Cita Rahayu: “Saya Enggak Mau Ribut!” Ungkap Kronologi Diusir dari Restoran Pondok Indah
Penyanyi Cita Rahayu, yang juga dikenal sebagai Cita Citata, mengungkapkan kronologi dugaan perbuatan tidak menyenangkan yang dialaminya di sebuah restoran di kawasan Pondok Indah, Jakarta Selatan. Insiden yang terjadi pada Februari 2025 lalu itu kini menjadi sorotan setelah Cita dan kuasa hukumnya mempertanyakan perkembangan penanganan kasus di kepolisian.
Cita Rahayu mendatangi Polres Metro Jakarta Selatan pada Senin (29/12/2025) untuk menanyakan perkembangan laporannya. Ia menceritakan, saat kejadian, dirinya berada di lokasi sebagai pengunjung dan merasa tidak nyaman melihat salah satu temannya menjadi korban penyerangan oleh sejumlah orang.
Dalam situasi yang memanas tersebut, Cita justru mengaku diminta keluar oleh pihak restoran. “Iya, saya waktu itu meminta bantuan karena ada waiter di situ. Saya bilang, ‘Mbak, saya ini konsumen, saya duduk di sini. Tolong, saya enggak kenal mereka, tolong usir.’ Tapi mereka bilang, ‘Iya Mbak, tapi di sini enggak boleh ribut-ribut.’ Saya bilang, ‘Saya enggak mau ribut! Saya enggak tahu ini siapa, tolong,’” kata Cita saat ditemui di Polres Metro Jakarta Selatan.
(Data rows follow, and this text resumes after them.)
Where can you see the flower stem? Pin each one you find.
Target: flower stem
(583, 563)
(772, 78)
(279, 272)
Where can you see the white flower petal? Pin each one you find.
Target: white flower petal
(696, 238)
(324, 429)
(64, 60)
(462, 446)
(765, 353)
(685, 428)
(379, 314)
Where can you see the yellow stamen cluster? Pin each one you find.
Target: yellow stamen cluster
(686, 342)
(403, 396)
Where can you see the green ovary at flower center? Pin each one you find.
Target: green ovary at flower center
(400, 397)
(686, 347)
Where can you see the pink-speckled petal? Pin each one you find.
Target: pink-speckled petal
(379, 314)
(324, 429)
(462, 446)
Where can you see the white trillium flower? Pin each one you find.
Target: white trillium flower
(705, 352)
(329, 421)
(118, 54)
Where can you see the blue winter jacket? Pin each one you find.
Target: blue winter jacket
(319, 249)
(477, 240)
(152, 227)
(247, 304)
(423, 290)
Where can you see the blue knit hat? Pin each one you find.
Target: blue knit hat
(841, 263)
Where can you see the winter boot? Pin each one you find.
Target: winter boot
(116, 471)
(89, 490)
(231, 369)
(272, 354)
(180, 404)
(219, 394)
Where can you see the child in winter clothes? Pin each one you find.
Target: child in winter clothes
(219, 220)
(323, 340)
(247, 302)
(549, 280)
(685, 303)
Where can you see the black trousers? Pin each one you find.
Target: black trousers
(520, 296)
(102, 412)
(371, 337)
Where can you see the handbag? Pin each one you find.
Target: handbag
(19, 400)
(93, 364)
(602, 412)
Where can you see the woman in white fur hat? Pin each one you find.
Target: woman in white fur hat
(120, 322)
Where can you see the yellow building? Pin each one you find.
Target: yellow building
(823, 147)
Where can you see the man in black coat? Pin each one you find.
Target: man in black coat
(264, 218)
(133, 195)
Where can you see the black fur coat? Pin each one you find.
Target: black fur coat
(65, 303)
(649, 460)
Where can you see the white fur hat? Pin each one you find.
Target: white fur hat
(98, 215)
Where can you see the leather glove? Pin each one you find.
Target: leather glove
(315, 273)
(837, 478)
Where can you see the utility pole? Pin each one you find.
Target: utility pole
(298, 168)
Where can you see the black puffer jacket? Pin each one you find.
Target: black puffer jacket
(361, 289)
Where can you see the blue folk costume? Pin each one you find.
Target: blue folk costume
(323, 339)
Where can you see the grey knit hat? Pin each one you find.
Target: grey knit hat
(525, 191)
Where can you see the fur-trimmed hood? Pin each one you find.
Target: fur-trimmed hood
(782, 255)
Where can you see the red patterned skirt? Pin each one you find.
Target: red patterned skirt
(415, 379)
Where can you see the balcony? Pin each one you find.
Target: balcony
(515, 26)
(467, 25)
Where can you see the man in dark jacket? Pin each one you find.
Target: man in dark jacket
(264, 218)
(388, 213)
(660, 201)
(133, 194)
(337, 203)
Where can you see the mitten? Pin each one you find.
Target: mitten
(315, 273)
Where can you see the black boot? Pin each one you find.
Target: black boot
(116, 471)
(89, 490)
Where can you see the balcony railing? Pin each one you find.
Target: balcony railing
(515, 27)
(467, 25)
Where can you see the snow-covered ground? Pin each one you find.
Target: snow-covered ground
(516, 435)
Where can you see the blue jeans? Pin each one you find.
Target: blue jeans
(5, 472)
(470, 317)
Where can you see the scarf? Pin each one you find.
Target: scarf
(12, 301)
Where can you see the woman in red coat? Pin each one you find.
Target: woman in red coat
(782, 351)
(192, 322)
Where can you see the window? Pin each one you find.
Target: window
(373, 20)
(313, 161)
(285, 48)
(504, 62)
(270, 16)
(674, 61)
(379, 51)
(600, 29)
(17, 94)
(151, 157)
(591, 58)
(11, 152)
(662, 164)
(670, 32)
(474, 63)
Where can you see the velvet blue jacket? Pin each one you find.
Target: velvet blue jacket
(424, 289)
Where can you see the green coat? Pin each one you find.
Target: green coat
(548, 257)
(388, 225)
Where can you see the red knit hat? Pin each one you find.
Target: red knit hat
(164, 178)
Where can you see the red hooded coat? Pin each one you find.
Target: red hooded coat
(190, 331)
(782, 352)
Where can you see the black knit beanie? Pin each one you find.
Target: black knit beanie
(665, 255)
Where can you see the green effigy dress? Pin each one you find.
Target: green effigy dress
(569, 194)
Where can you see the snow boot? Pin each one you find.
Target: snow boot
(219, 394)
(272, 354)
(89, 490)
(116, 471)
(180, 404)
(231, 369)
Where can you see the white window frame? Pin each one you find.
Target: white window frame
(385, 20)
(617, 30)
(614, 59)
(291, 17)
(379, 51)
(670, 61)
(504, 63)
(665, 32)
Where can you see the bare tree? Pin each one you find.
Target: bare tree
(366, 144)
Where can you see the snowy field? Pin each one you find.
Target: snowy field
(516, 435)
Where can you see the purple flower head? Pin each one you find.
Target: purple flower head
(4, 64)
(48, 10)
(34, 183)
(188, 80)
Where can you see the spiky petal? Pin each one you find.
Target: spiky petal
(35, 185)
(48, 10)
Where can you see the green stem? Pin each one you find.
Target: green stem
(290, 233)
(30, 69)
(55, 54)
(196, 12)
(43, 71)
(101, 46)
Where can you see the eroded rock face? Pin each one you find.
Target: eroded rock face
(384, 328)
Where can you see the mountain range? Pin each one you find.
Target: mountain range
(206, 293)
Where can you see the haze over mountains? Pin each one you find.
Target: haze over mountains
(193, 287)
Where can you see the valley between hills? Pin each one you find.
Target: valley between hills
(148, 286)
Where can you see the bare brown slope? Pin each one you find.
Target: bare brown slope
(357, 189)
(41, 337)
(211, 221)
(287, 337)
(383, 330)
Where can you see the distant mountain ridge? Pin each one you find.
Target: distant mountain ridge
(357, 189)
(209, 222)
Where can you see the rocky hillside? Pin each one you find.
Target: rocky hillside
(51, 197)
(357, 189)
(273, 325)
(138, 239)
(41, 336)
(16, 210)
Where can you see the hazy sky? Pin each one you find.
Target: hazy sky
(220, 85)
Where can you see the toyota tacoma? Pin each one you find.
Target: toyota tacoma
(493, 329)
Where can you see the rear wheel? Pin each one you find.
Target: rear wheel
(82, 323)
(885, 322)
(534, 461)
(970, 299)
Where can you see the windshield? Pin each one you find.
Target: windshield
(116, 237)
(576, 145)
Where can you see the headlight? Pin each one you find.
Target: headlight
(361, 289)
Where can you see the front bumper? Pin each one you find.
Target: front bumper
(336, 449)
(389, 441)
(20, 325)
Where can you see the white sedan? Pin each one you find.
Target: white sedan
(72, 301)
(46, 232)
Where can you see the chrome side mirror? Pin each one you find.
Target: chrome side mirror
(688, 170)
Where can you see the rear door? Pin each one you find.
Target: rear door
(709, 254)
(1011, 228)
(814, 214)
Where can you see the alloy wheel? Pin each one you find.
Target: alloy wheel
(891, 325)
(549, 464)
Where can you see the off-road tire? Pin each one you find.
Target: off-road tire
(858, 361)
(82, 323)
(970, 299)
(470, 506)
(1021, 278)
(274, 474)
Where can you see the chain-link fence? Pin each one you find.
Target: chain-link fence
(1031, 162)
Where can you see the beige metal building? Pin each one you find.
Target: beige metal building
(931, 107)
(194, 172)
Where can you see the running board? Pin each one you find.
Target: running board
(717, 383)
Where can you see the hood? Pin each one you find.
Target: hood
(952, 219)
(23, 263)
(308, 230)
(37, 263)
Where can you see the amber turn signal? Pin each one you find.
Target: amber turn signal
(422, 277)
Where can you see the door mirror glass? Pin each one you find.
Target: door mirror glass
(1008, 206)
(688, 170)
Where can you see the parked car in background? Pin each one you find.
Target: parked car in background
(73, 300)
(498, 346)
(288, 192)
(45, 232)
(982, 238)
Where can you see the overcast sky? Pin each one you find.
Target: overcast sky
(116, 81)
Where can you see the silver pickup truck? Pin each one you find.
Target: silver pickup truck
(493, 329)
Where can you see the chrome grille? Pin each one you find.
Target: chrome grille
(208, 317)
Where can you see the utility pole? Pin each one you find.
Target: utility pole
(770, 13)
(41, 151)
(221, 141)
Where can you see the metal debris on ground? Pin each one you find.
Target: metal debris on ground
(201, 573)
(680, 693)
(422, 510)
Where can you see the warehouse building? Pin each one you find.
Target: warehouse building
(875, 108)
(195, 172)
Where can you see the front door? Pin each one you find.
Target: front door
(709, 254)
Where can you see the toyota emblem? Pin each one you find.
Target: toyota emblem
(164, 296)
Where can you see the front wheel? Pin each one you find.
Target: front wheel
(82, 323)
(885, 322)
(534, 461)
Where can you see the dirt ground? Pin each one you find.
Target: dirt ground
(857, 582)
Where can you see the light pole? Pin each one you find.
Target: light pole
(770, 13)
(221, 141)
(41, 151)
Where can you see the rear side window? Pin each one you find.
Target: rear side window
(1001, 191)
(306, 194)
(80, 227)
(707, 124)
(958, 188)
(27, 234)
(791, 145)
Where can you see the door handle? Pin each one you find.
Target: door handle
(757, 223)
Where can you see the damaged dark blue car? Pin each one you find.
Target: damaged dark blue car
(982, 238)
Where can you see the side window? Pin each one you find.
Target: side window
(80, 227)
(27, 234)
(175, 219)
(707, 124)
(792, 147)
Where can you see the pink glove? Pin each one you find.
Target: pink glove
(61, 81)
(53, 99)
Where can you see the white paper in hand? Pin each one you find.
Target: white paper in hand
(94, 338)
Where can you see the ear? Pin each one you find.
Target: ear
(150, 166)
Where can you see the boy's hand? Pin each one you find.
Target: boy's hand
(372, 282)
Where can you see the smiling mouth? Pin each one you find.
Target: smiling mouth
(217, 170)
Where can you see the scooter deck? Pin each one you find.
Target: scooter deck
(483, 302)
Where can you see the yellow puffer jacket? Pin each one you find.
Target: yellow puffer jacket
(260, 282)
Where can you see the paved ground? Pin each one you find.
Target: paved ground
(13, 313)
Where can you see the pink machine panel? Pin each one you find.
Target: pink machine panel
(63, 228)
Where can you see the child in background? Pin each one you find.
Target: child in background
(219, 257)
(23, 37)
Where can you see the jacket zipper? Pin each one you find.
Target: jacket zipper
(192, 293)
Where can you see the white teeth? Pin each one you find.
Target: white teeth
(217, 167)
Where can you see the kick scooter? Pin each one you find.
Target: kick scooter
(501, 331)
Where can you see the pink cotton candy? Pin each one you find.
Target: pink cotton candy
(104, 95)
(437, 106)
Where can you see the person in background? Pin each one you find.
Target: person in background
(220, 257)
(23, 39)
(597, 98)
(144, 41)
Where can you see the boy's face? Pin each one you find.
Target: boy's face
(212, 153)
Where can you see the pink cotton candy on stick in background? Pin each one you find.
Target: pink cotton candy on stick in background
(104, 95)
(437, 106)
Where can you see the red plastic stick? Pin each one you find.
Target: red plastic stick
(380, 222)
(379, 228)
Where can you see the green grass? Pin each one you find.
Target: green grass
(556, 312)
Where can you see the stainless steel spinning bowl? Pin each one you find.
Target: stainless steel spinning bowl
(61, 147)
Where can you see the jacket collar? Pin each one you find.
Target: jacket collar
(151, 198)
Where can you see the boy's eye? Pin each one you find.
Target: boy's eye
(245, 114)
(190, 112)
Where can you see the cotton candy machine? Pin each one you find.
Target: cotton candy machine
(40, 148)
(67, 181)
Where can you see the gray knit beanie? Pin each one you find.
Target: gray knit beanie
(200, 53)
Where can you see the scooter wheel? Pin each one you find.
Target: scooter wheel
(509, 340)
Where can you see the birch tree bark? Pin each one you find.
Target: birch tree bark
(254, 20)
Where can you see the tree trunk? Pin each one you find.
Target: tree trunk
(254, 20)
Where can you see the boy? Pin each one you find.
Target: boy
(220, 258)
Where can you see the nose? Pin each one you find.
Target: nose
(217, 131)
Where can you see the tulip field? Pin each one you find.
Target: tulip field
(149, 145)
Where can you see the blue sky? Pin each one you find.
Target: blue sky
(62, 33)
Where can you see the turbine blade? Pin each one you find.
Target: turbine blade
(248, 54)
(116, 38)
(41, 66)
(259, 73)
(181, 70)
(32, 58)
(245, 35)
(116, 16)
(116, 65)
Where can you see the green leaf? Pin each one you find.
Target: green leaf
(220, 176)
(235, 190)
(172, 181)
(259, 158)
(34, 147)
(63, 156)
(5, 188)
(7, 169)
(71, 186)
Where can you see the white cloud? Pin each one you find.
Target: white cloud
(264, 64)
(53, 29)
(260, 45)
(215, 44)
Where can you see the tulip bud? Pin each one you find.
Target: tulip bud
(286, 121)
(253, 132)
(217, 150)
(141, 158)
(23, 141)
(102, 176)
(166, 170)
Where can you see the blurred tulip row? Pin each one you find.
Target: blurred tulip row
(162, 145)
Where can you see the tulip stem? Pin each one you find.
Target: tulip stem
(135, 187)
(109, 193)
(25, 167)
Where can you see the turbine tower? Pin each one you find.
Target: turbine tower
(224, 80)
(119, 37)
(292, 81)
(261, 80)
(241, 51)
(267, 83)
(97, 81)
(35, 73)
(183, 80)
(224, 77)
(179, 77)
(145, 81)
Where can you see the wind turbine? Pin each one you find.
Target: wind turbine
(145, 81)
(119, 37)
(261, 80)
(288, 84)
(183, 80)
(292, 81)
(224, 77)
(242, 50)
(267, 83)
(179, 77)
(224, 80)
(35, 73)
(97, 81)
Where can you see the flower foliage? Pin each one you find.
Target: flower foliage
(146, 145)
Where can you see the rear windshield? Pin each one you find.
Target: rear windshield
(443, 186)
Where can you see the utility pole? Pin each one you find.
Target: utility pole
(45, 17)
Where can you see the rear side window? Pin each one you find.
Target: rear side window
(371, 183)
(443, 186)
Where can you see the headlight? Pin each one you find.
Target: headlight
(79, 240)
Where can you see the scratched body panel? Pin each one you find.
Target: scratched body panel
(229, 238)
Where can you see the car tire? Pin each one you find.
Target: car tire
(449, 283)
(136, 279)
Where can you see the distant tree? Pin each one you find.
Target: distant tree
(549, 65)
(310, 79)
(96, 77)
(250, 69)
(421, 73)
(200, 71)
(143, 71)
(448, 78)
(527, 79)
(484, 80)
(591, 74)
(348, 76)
Cita menuturkan, permintaannya agar pihak yang membuat keributan diusir tidak direspons oleh manajemen restoran. Sebaliknya, ia mengaku beberapa kali diminta meninggalkan lokasi. “Terus, kalau enggak salah sampai tiga kali mereka bilang, kalau ada CCTV-nya bisa dibuka nanti di persidangan, mereka berkali-kali minta, ‘Tolong Mbak Cita keluar.’ Saya jawab, ‘Saya enggak mau. Saya bayar, saya duduk di sini, teman-teman saya juga konsumen. Itu mereka dong yang diusir.’ Tapi akhirnya tidak ada pengusiran,” lanjut Cita.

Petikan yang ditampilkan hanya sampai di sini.